Adopting the Lesser Approach
What do you do when the majority of your target market knows your name, what you do, and what you stand for?
You make it fast, cheap and simple. That's been the mantra of periodical
publishers, as the voucher package has been their circulation-building dynamo. As of yet, not many association mailers have hopped on the "less is more" bandwagon. But in April, the Who's Mailing What! Archive received a 43/4" x 71/2" membership-acquisition appeal from the American Medical Association (AMA) that gets right to the point (571AMMEAS0404). The
effort includes just a simple, perforated order form, a 33/4" x 7" brochure (folded) and a BRE, and offers prospects an introductory annual membership for $45.

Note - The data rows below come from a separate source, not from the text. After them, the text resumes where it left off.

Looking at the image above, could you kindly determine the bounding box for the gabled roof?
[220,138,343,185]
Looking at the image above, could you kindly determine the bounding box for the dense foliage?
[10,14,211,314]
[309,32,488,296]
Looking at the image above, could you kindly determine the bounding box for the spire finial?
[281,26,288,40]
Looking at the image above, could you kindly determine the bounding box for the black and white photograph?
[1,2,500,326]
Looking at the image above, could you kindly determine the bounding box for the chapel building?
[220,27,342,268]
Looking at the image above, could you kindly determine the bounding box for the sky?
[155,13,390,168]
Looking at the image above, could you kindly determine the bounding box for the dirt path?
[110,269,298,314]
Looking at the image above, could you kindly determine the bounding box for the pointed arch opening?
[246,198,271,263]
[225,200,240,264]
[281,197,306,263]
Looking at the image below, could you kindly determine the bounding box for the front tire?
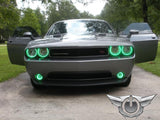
[31,79,44,90]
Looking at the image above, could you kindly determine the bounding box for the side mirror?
[23,32,34,40]
[128,30,139,38]
[23,32,32,37]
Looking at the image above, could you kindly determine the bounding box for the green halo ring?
[26,48,37,59]
[122,46,133,56]
[109,46,122,57]
[37,48,49,58]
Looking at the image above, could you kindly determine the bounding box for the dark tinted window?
[47,20,113,35]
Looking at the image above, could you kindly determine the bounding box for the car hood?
[27,35,132,48]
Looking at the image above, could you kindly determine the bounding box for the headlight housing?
[109,46,122,57]
[25,48,49,59]
[122,46,133,56]
[108,46,134,58]
[26,48,37,59]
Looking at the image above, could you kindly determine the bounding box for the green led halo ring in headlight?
[35,74,43,81]
[26,48,37,59]
[117,72,125,79]
[122,46,133,56]
[109,46,122,56]
[38,48,49,58]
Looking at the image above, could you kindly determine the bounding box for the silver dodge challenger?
[7,19,158,88]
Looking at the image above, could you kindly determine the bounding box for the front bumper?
[25,56,135,86]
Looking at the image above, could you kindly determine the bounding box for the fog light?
[35,74,43,81]
[117,72,125,79]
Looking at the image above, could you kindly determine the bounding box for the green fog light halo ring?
[35,74,43,81]
[122,46,133,56]
[26,48,37,58]
[117,72,125,79]
[109,46,122,56]
[38,48,49,58]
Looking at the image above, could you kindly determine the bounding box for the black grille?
[50,48,108,58]
[48,71,113,81]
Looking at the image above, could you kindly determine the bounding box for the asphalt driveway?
[0,67,160,120]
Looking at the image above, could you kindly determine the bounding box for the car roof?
[55,19,106,23]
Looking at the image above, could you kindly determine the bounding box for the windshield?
[47,20,113,35]
[122,23,152,35]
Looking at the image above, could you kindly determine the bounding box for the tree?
[98,0,131,34]
[20,8,41,34]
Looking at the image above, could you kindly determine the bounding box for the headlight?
[38,48,49,58]
[26,48,37,58]
[122,46,133,56]
[109,46,122,56]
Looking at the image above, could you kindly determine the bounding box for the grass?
[136,42,160,76]
[0,46,26,82]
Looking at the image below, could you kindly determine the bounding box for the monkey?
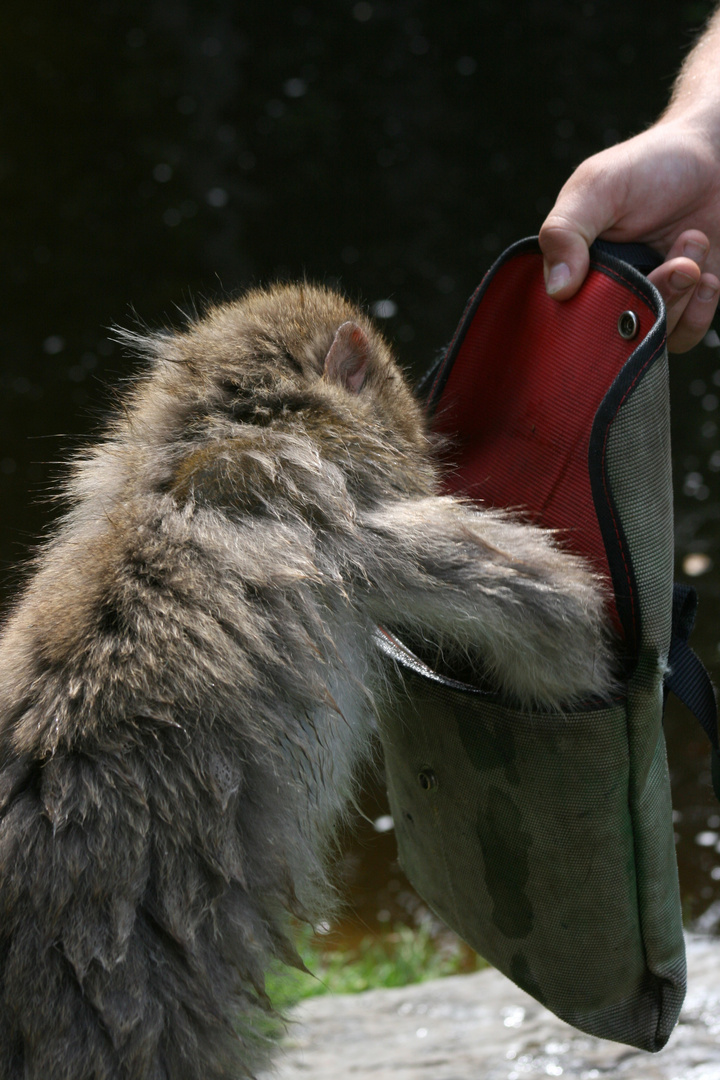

"The [AMA] didn't have to start their argument way back, and explain exactly what they do and how they do it. They make it quick and easy for a busy physician to sign up for membership," says freelance copywriter and direct mail guru Alan Rosenspan, who has worked with numerous association mailers, including The Direct Marketing Association, the Bank Marketing Association, The New England Direct Marketing Association and the Professional Insurance Marketing Association. "This technique has been used quite a bit in publishing to win back recent subscribers; in credit card marketing, where the rate is all people care about; and even for nonprofits. Do you really need to know what the Red Cross does?"

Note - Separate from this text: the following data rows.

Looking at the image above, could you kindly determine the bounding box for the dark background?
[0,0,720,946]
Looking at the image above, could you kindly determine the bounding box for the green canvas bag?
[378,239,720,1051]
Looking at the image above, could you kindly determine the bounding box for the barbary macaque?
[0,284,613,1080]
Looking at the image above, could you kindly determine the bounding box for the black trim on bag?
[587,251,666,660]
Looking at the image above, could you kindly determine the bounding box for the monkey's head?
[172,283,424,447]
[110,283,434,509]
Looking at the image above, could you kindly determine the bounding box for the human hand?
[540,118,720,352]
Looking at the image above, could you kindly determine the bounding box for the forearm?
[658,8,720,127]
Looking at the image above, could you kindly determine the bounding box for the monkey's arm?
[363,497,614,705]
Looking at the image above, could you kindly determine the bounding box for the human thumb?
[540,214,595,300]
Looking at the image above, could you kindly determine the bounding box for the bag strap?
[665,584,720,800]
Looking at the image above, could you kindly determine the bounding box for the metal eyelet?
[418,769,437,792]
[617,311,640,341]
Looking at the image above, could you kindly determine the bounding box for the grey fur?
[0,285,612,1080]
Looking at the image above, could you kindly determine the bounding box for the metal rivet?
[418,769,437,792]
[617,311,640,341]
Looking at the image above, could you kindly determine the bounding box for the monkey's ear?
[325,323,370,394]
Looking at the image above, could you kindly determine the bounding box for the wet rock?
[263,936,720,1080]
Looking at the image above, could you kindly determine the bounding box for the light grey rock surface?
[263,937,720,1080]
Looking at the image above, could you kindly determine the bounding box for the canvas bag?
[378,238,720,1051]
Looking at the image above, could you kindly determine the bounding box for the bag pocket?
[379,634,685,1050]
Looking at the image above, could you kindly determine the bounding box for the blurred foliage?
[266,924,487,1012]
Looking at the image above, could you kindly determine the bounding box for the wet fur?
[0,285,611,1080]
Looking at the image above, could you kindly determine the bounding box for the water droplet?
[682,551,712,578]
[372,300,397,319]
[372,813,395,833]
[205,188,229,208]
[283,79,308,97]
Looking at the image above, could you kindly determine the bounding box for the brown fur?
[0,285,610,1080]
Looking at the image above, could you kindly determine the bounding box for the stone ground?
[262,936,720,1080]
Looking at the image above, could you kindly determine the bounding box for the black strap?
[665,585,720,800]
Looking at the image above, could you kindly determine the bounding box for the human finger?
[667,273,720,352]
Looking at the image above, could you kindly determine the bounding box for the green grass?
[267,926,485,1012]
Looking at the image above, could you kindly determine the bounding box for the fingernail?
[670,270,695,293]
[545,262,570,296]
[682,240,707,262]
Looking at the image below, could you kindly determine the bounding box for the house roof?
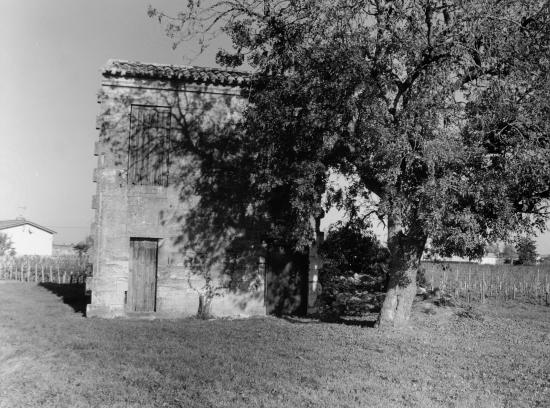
[102,60,251,87]
[0,218,56,234]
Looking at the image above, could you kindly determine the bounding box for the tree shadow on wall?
[39,282,90,316]
[101,83,307,314]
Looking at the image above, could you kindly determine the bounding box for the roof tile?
[102,60,251,87]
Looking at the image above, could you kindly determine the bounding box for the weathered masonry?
[87,61,324,317]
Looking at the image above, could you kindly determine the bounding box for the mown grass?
[0,282,550,408]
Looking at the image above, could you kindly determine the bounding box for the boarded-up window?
[128,105,170,186]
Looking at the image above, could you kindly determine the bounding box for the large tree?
[150,0,550,326]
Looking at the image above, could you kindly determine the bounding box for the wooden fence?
[0,256,91,283]
[421,262,550,305]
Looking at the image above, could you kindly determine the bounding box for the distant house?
[479,252,504,265]
[53,244,78,256]
[0,218,55,256]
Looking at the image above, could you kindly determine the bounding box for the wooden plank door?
[127,238,158,312]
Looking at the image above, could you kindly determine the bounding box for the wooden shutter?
[128,105,171,186]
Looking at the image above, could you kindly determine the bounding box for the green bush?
[319,222,389,315]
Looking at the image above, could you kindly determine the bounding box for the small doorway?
[126,238,158,312]
[264,249,309,316]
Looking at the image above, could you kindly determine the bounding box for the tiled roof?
[102,60,250,87]
[0,218,55,234]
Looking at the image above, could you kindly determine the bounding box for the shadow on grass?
[39,282,90,316]
[282,316,376,328]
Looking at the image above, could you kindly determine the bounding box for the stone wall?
[87,73,265,317]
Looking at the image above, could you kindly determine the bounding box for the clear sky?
[0,0,550,254]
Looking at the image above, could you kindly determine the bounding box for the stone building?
[87,61,321,317]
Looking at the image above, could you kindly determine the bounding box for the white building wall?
[0,224,53,256]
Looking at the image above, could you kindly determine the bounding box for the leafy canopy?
[149,0,550,257]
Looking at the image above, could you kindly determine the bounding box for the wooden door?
[127,238,158,312]
[264,250,309,316]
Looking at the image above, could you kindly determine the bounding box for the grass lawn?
[0,282,550,408]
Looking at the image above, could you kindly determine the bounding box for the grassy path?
[0,282,550,408]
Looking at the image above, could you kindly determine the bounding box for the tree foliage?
[149,0,550,324]
[0,232,15,256]
[516,237,538,264]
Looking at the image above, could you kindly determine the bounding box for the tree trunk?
[197,294,212,320]
[377,216,426,328]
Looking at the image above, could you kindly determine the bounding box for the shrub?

With this piece, one could easily see how the AMA is targeting young resident doctors who are too busy to peruse all the elements of a standard direct mail package. What's more, the creative is informally cutesy: Featured on the outer envelope is a cartoon image of a physician in a white lab coat stepping onto oversized, symbolic hands, with the adjoining teaser, "Plan now for a successful practice. See inside ..." On the back of the carrier, AMA employs quick points to spur a resident to open it: "FREE with your AMA membership: Making the Right Practice Choice guide; Physician Recognition Award (PRA) Certificate; Physician Profiles."
And aside from the brochure, which talks about the benefits of membership, the AMA makes very little mention throughout the package about its organization and what it doessave for a small chunk of copy on the back of the order form:
The medical profession has long subscribed to the Principles of Medical Ethics, which provides the ethical guidelines for practicing physicians and was created by the AMA.
While we can't readily gauge the mailing's effectiveness, Rosenspan
believes its creative lacks a certain punch. "There was no big idea, no feeling of belonging that came through, no compelling benefits," he says. "Maybe it's a no-brainer for physicians to join, but I didn't think this was a hardworking piece."